Submitted by Patriotrehab on Wed, 2020-03-04 - 23:17
That’s quite a dilemma that you’re facing, especially right before you’re expected to say “I do”. It’s one thing for you to say to your fiancé that you are concerned about how the two of you are going to be able to meet his medical needs from both a medical perspective (e.g. getting him the right team of doctors, medications) and financial perspective (e.g. insurance, out-of-pocket costs) once you are married considering that he will likely not be eligible for the state benefits anymore and that you would like to begin exploring ways to prepare with him now. Whereas it’s another thing to suggest that he do what your parents suggested because it could feel like a rejection of him because of the “burden” that he now carries (epilepsy). It’s definitely important that the two of you talk about this together. If you can add him in your insurance, that might be a possible solution even though there’s a cost. It may be the right investment for your future. Perhaps you need to double check with his case manager about the income requirements, sometimes we think it automatically disqualifies a person, but then it doesn’t because of the overall costs that he will have or some other factors.
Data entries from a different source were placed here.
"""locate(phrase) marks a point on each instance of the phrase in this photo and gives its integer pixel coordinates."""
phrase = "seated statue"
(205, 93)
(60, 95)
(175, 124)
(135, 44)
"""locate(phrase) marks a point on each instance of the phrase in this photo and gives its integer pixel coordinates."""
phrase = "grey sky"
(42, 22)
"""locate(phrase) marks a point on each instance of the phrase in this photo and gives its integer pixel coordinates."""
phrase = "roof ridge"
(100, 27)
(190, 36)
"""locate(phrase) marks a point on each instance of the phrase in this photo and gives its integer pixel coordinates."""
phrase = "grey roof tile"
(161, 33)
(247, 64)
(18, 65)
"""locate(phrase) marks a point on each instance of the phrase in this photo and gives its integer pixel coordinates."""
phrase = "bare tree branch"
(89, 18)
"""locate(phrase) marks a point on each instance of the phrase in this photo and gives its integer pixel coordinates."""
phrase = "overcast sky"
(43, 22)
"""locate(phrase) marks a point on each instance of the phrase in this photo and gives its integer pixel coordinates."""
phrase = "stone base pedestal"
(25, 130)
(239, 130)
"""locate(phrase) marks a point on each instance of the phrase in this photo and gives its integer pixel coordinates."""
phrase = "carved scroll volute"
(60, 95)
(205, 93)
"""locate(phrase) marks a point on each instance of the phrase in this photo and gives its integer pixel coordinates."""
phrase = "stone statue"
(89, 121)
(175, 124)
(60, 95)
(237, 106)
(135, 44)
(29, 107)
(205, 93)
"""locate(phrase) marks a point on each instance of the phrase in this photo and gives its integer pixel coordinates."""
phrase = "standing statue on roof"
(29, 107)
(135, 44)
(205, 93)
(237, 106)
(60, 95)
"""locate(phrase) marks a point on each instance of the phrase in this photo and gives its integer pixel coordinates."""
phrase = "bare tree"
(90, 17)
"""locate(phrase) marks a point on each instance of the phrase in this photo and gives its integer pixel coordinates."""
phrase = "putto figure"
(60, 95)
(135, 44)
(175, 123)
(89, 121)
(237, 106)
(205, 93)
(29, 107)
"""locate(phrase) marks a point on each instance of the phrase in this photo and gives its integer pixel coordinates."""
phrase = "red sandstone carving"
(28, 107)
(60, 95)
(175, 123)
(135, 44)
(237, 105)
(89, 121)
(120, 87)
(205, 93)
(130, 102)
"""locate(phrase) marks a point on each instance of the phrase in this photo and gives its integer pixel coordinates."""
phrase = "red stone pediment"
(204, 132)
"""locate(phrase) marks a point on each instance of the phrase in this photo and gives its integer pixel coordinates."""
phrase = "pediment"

Remember also to consider the vows that you would be taking too and how that would conflict with your parents suggestion. 

I seem to know many who have

Submitted by Plan-To-Succeed on Wed, 2020-03-18 - 14:00
I seem to know many who have did this even family and friends but you have to ask why do states and government have rules or if he or she stay at his or her house or in one or the others bedrooms insurances is affected and you must say is the others life worth losing not having that insurance and I lived in a group home threw the CMH and with family and other family members like grandma and grandpa did not share rooms you find out later for things like this and meeting in the front room for meals,right and still love each so so much but bills are paid and no worries and health risks.